Jakarta (ANTARA) – The Indonesian Health Ministry is striving to address the problem of limited stocks of the third or booster dose of the COVID-19 vaccine in several areas through the application of a relocation scheme.
“Indeed, there is limited stock of the COVID-19 booster vaccine in Indonesia because we are still awaiting the arrival of the next batch,” the ministry’s Head of Health Communication and Public Service Bureau, Siti Nadia Tarmizi, stated in Jakarta, Thursday.
According to data from the COVID-19 Vaccination Dashboard of the Indonesian Ministry of Health as of Thursday, the people in Bener Meriah District, West Nias, Sawah Lunto, Pringsewu, Belitung, and Ciamis were facing a shortage of booster vaccine stocks.

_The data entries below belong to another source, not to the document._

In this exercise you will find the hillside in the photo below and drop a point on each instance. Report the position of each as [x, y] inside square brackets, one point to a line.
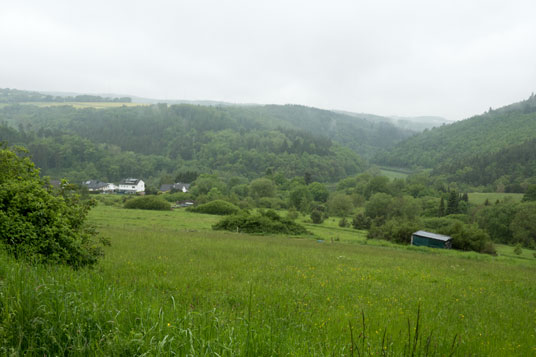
[490, 149]
[159, 140]
[109, 143]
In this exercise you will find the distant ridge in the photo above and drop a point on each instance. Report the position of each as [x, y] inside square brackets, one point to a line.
[495, 148]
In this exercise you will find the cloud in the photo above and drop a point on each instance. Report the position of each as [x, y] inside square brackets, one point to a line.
[453, 58]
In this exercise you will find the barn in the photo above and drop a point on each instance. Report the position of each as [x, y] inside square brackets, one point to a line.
[433, 240]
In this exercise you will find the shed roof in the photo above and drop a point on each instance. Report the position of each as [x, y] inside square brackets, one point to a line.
[432, 235]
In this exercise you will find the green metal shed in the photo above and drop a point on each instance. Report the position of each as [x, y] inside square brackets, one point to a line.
[433, 240]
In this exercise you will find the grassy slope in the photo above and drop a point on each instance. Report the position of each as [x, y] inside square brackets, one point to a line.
[170, 283]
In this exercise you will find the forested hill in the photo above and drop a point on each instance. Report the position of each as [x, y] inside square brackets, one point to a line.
[496, 148]
[158, 140]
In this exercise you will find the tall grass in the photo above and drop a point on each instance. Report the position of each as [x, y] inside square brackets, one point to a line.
[166, 289]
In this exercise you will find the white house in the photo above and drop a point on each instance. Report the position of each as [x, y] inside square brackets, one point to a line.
[131, 185]
[176, 187]
[99, 186]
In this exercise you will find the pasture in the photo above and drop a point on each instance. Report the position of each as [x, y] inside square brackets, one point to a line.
[168, 284]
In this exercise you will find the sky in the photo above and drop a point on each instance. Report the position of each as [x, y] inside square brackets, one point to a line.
[450, 58]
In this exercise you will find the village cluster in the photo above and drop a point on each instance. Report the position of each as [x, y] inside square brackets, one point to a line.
[131, 186]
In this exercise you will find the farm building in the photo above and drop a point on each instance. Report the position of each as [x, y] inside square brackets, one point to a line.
[176, 187]
[433, 240]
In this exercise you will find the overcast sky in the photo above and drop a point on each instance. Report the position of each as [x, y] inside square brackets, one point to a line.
[451, 58]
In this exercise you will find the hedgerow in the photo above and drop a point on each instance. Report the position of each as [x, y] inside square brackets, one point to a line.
[39, 223]
[219, 207]
[263, 222]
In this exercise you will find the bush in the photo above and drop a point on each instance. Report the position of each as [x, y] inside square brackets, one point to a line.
[149, 203]
[176, 196]
[292, 214]
[343, 222]
[361, 221]
[263, 222]
[219, 207]
[39, 223]
[317, 217]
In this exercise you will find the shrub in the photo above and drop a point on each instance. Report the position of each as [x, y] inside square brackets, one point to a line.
[39, 223]
[263, 222]
[149, 203]
[219, 207]
[317, 217]
[176, 196]
[361, 221]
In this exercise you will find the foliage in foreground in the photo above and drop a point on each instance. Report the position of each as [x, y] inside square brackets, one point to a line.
[263, 222]
[208, 292]
[52, 316]
[38, 223]
[219, 207]
[148, 202]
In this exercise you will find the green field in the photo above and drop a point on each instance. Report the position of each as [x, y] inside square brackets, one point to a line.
[168, 283]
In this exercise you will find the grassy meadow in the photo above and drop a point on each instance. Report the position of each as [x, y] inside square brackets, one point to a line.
[169, 285]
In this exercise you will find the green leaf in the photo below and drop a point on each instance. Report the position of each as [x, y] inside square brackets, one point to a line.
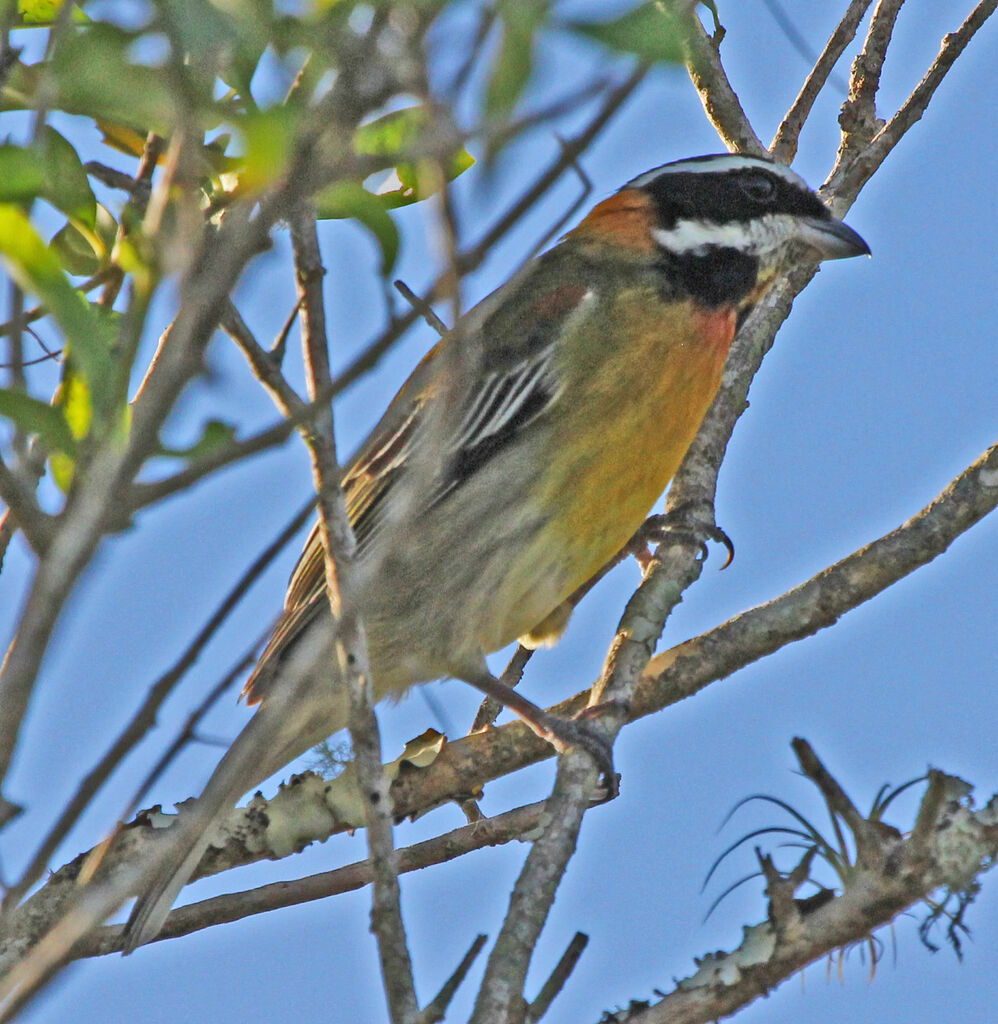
[347, 199]
[268, 138]
[22, 174]
[96, 75]
[214, 435]
[67, 185]
[37, 269]
[42, 13]
[393, 134]
[37, 417]
[83, 252]
[521, 22]
[654, 31]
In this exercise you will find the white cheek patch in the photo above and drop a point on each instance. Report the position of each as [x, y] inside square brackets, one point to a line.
[758, 236]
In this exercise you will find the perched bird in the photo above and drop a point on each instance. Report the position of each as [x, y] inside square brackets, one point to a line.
[521, 455]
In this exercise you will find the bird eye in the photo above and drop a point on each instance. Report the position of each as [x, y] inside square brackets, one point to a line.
[758, 187]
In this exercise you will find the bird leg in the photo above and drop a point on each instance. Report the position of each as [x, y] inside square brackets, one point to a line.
[562, 733]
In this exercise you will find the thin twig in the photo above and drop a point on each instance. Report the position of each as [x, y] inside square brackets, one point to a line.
[850, 175]
[143, 495]
[495, 830]
[720, 100]
[338, 546]
[144, 717]
[784, 144]
[557, 978]
[436, 1010]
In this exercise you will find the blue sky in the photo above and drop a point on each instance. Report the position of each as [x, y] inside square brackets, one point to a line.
[880, 388]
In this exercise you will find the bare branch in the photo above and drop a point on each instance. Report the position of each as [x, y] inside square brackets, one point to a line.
[144, 718]
[720, 100]
[36, 524]
[557, 979]
[850, 175]
[954, 845]
[858, 119]
[784, 144]
[338, 545]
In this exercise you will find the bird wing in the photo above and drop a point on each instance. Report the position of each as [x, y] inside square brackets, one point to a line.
[514, 388]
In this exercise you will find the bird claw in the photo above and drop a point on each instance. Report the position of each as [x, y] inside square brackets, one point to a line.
[578, 733]
[681, 522]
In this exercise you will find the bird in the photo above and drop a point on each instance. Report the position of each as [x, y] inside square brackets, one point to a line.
[521, 455]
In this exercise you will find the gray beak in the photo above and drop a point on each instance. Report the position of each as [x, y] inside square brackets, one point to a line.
[832, 239]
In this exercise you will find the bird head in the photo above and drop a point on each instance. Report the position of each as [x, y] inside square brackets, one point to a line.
[722, 226]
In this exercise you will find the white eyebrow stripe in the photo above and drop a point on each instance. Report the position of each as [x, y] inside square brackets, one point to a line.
[721, 164]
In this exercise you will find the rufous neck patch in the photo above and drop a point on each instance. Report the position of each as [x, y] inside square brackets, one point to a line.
[623, 220]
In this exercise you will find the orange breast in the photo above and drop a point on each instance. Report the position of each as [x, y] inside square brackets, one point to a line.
[643, 377]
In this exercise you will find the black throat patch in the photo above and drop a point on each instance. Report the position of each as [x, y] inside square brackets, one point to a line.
[716, 275]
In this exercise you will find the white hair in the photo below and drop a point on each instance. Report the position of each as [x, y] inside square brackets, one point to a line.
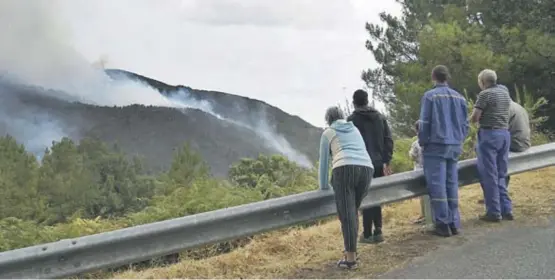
[487, 77]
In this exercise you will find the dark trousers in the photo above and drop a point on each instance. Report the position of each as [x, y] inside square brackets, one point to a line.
[373, 216]
[350, 185]
[493, 158]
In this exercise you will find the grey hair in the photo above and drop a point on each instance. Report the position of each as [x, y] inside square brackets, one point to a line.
[333, 113]
[488, 77]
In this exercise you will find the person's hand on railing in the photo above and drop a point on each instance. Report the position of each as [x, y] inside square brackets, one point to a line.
[387, 170]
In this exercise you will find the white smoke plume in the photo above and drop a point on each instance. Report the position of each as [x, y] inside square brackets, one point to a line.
[36, 49]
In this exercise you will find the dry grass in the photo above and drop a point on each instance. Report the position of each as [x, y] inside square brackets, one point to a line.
[311, 252]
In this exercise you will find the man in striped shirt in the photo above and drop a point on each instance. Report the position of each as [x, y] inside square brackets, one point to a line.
[491, 111]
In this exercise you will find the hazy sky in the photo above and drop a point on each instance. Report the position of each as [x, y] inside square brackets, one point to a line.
[299, 55]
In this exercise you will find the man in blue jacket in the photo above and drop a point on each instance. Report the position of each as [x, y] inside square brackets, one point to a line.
[443, 129]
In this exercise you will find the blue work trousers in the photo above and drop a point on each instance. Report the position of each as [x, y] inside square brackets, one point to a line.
[442, 179]
[493, 159]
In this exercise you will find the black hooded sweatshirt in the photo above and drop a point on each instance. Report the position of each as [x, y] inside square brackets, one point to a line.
[375, 132]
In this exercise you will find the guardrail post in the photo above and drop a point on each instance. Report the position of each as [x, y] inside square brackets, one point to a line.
[426, 209]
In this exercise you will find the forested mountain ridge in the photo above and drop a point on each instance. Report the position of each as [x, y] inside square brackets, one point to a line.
[154, 133]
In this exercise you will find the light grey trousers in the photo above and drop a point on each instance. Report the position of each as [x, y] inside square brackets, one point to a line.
[350, 184]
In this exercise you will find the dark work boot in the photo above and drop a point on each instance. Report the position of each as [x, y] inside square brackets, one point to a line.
[441, 230]
[508, 217]
[454, 229]
[490, 218]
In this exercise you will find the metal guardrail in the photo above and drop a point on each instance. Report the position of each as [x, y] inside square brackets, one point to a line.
[111, 249]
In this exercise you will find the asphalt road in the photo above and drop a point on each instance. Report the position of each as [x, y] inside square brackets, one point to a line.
[513, 251]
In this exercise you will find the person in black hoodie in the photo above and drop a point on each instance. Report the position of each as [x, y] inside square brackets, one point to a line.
[379, 144]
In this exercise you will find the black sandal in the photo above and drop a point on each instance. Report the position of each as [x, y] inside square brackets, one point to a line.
[347, 265]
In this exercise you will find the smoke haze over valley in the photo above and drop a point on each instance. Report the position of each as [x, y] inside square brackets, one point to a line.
[49, 90]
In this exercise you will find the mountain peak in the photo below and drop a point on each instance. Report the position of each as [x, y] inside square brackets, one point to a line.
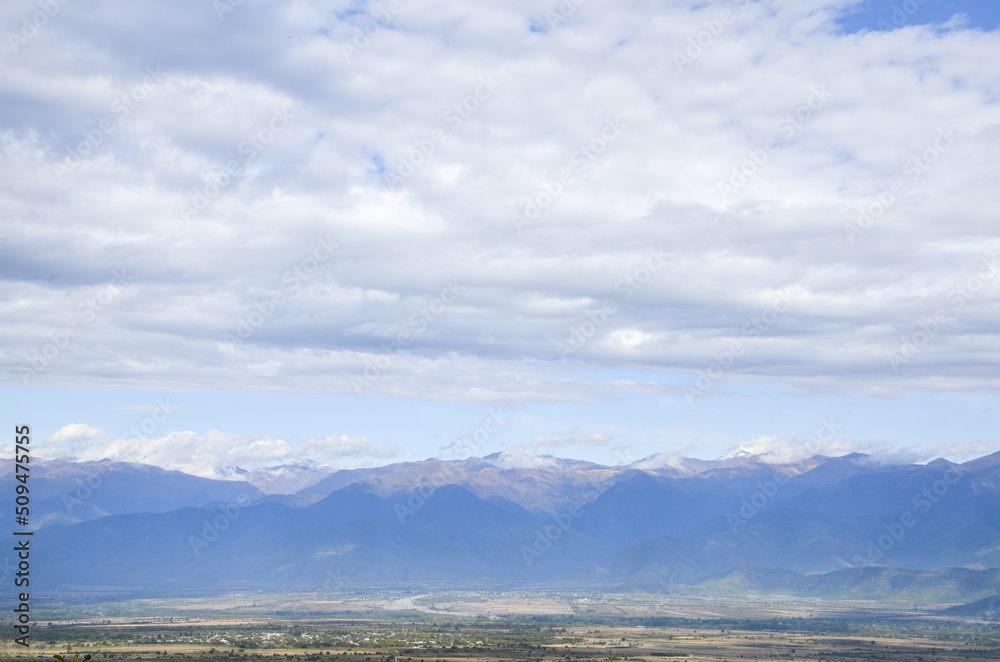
[738, 454]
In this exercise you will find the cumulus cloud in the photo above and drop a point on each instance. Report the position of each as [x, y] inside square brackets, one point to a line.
[227, 164]
[72, 434]
[202, 455]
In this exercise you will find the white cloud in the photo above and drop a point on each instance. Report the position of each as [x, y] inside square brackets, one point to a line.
[72, 434]
[656, 185]
[201, 455]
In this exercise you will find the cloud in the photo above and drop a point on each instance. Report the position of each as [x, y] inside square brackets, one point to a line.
[72, 434]
[244, 256]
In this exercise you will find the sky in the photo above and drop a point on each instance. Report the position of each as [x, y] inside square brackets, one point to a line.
[245, 233]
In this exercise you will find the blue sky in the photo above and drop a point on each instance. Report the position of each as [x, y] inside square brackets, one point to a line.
[888, 16]
[635, 229]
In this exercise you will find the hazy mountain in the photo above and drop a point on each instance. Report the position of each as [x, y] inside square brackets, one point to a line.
[844, 526]
[66, 492]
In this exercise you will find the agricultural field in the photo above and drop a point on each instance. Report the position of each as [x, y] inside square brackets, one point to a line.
[502, 626]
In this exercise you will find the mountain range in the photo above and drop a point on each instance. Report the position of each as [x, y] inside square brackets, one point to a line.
[846, 527]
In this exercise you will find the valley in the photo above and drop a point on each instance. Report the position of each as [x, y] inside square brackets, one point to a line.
[502, 626]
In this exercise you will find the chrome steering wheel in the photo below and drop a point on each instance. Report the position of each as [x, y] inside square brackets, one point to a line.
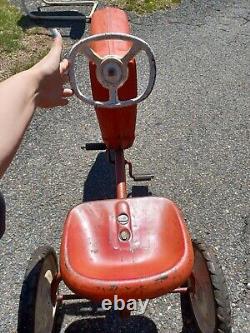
[111, 70]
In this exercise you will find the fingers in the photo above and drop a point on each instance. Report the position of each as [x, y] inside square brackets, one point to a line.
[64, 66]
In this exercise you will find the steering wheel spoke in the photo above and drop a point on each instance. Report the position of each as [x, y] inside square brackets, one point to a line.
[134, 50]
[113, 96]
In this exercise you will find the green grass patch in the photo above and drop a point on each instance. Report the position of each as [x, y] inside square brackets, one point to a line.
[144, 6]
[20, 48]
[10, 33]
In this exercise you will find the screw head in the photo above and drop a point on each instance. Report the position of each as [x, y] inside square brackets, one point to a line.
[123, 218]
[124, 235]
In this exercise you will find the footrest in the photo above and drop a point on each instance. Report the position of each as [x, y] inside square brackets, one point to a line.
[95, 146]
[143, 177]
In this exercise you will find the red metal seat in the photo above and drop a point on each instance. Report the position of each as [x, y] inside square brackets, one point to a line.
[97, 264]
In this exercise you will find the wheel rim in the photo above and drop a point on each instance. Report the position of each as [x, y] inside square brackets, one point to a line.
[202, 297]
[44, 309]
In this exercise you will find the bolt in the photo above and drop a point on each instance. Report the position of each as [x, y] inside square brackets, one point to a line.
[124, 235]
[122, 219]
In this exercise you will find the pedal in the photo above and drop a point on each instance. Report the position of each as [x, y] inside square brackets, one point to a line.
[142, 177]
[95, 146]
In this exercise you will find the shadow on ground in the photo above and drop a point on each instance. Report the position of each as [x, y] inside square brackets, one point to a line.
[76, 28]
[95, 320]
[100, 182]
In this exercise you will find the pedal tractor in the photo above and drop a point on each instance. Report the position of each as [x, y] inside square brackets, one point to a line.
[135, 248]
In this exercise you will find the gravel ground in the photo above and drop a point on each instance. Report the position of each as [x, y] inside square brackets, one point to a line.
[193, 133]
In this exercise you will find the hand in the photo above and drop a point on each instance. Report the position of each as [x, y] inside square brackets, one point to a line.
[52, 75]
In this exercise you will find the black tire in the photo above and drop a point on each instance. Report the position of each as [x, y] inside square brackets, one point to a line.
[36, 312]
[206, 309]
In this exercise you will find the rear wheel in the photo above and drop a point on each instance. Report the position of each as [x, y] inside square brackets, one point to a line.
[36, 310]
[206, 309]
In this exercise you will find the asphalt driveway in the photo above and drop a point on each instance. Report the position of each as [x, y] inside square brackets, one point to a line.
[192, 132]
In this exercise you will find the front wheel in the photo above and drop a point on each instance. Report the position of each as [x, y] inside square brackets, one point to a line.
[36, 310]
[206, 308]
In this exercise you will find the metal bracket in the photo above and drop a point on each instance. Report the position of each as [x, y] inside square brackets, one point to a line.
[138, 177]
[66, 3]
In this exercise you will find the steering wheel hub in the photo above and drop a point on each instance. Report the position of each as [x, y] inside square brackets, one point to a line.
[112, 72]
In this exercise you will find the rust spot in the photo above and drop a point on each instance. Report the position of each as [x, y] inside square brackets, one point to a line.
[113, 287]
[162, 278]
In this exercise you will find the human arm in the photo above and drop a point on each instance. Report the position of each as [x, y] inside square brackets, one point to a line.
[21, 94]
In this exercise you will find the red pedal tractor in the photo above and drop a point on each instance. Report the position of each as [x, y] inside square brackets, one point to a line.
[132, 248]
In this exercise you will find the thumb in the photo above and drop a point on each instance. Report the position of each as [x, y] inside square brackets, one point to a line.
[57, 45]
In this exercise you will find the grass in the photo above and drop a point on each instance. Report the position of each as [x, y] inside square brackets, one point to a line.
[144, 6]
[19, 49]
[10, 33]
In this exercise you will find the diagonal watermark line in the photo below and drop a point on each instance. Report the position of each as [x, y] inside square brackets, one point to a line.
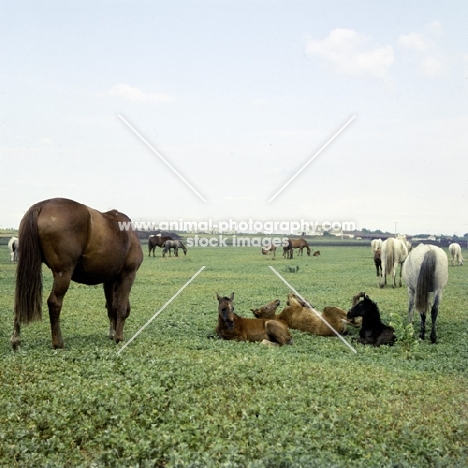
[161, 309]
[160, 157]
[312, 158]
[313, 310]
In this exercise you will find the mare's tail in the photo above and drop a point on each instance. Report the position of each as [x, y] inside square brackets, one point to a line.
[28, 290]
[425, 281]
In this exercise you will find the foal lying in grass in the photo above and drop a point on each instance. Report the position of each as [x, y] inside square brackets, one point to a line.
[297, 315]
[233, 327]
[373, 331]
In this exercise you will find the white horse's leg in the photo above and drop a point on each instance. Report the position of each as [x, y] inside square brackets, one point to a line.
[410, 305]
[434, 314]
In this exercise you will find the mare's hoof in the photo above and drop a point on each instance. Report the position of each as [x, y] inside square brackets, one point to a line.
[269, 343]
[15, 343]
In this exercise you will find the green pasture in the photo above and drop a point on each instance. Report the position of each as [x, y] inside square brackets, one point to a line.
[177, 398]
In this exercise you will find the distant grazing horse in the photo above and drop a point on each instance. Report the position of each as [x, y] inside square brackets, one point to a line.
[233, 327]
[175, 245]
[297, 315]
[403, 238]
[297, 244]
[372, 331]
[13, 245]
[156, 241]
[77, 243]
[425, 271]
[268, 250]
[393, 252]
[456, 254]
[376, 244]
[378, 263]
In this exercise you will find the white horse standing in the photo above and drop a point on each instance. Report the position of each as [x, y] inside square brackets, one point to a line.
[403, 238]
[425, 271]
[456, 254]
[13, 245]
[392, 253]
[376, 244]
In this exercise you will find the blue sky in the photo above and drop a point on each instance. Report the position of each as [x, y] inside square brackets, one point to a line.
[237, 96]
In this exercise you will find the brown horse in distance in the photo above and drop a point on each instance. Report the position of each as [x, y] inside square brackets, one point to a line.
[77, 243]
[156, 241]
[297, 244]
[268, 250]
[233, 327]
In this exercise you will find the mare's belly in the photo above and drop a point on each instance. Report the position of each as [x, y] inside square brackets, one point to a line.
[94, 274]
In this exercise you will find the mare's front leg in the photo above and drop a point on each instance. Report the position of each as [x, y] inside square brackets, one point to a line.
[54, 302]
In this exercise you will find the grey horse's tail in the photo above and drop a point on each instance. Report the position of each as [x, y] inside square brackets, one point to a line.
[28, 290]
[425, 281]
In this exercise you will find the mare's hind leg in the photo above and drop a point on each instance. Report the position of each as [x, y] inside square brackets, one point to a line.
[111, 310]
[423, 325]
[122, 304]
[54, 302]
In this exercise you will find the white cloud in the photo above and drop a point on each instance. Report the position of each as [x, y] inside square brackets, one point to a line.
[133, 94]
[429, 58]
[351, 53]
[432, 66]
[415, 41]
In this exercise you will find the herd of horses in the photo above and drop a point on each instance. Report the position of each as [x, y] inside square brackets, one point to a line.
[288, 250]
[87, 246]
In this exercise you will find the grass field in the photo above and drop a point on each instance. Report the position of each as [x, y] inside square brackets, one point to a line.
[176, 398]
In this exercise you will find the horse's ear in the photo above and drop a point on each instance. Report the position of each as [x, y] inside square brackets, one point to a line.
[293, 300]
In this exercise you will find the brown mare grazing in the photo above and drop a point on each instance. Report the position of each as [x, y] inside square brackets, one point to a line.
[378, 263]
[77, 243]
[297, 244]
[233, 327]
[268, 250]
[156, 241]
[298, 316]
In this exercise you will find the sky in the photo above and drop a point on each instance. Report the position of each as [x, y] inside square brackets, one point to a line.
[229, 100]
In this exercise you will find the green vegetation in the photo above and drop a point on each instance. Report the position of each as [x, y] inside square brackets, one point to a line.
[176, 398]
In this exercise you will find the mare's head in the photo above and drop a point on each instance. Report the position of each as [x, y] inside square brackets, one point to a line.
[226, 310]
[267, 311]
[363, 308]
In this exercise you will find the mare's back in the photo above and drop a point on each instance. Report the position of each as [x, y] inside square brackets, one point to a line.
[412, 266]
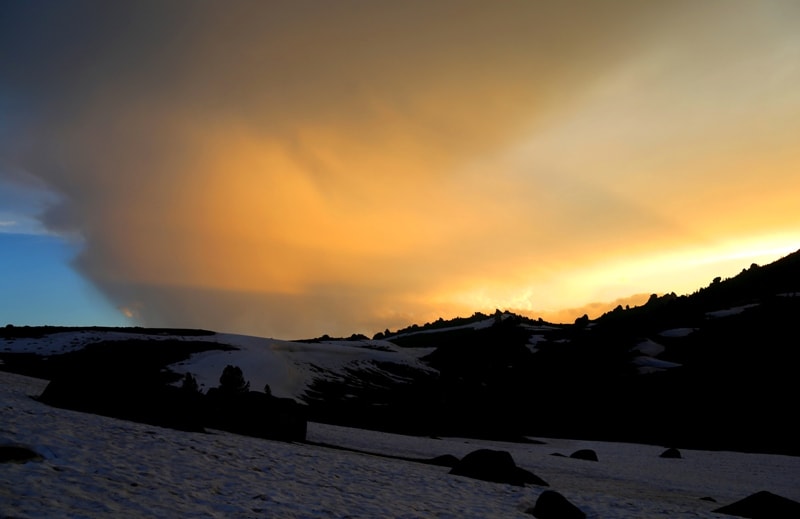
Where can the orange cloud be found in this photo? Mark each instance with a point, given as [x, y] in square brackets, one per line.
[292, 171]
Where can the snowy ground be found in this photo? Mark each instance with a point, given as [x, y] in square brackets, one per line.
[101, 467]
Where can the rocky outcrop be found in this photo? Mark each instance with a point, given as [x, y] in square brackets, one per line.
[495, 466]
[763, 505]
[552, 505]
[584, 454]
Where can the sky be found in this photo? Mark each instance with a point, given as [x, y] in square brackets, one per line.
[289, 169]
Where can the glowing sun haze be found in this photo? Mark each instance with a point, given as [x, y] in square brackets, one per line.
[296, 168]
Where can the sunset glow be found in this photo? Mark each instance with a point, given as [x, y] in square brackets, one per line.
[296, 168]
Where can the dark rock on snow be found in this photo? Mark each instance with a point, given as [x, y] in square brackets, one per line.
[584, 454]
[552, 505]
[495, 466]
[671, 453]
[17, 454]
[445, 460]
[763, 505]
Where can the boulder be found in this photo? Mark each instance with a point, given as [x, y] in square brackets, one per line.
[445, 460]
[763, 505]
[17, 454]
[495, 466]
[552, 505]
[584, 454]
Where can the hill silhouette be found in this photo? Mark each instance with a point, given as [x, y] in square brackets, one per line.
[714, 369]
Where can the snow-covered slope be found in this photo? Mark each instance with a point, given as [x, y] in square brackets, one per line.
[288, 367]
[96, 466]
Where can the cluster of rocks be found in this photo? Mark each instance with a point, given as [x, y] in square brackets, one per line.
[499, 467]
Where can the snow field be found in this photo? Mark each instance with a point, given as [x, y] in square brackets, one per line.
[99, 467]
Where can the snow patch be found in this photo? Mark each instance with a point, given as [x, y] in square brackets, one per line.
[677, 332]
[730, 311]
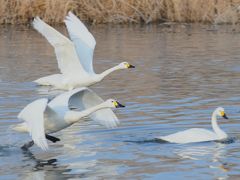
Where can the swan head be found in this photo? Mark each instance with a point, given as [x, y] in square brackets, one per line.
[125, 65]
[112, 103]
[220, 112]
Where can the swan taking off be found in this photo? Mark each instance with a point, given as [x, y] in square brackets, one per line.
[199, 134]
[75, 56]
[43, 118]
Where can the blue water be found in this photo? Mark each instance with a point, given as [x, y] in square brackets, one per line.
[183, 73]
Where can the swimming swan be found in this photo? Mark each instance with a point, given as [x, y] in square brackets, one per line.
[42, 118]
[75, 58]
[199, 134]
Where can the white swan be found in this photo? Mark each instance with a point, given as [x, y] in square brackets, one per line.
[75, 58]
[199, 134]
[43, 118]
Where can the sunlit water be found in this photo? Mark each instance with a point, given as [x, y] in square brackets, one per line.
[183, 73]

The same situation was also experienced in the districts of Barito Kuala, Hulu Sungai Tengah, Hulu Sungai Utara, Tanah Bumbu, Raja Ampat, Paniai, Mimika, Waropen, and Dogiyai.
According to the dashboard information, 22 districts and cities had booster vaccine stocks that would last for the next seven to 10 days; 15 districts and cities, with stocks for the next 10 to 14 days; and 61 districts and cities, with less than a week of booster vaccine stock.
The ministry is currently relocating supplies of booster vaccines from areas that still have surplus vaccine stocks to other areas where supplies are running low or empty.
“For now, we are relocating from areas that still have a lot of stock to other areas that are still lacking,” Tarmizi remarked.
One step being currently taken is the relocation of booster vaccines from North Maluku that currently has 2,127,436 doses of vaccine in stock.
Tarmizi stated that as many as five million doses of COVID-19 vaccine supplies in the country still meet the needs of the community. A total of 2.5 million doses are stored in facilities owned by the central government, while the rest are scattered across regional storage facilities.
Meanwhile, the ministry’s spokesperson, Mohammad Syahril, stated that the vaccine relocation mechanism was conducted by considering the rate of vaccination in the area based on community requests.
“There are areas that run out of vaccines quickly because of the large number of people, who want to be vaccinated, but there are also those who do not want to receive vaccination,” he remarked.
Currently, the ministry is managing the process of mobilizing vaccines to areas in need according to requests from the local health service.
The ministry is also pushing efforts to procure booster vaccines through a priority scale for purchasing domestically produced vaccines this year.
Under the mechanism, coordination was forged with state-owned pharmaceutical holding, PT Bio Farma, as producer of the IndoVac Vaccine, for procurement plans and industrial production readiness.
IndoVac is a COVID-19 vaccine containing the recombinant Receptor-Binding Domain (RBD) protein S of the SARS-Cov-2 virus, with a recombinant protein subunit platform developed by PT Bio Farma in collaboration with Baylor College of Medicine, the United States.
The National Agency of Drug and Food Control (BPOM) has issued an Emergency Use Authorization (EUA) for the IndoVac Vaccine on September 24, 2022.
Bio Farma produced around 20 million doses of the COVID-19 vaccine for the initial stage. This number can be increased to 40 million doses per year by 2023 with the addition of production facilities.
Furthermore, the production capacity can be increased again to 100 million doses per year by 2024, depending on the needs and demands of the community.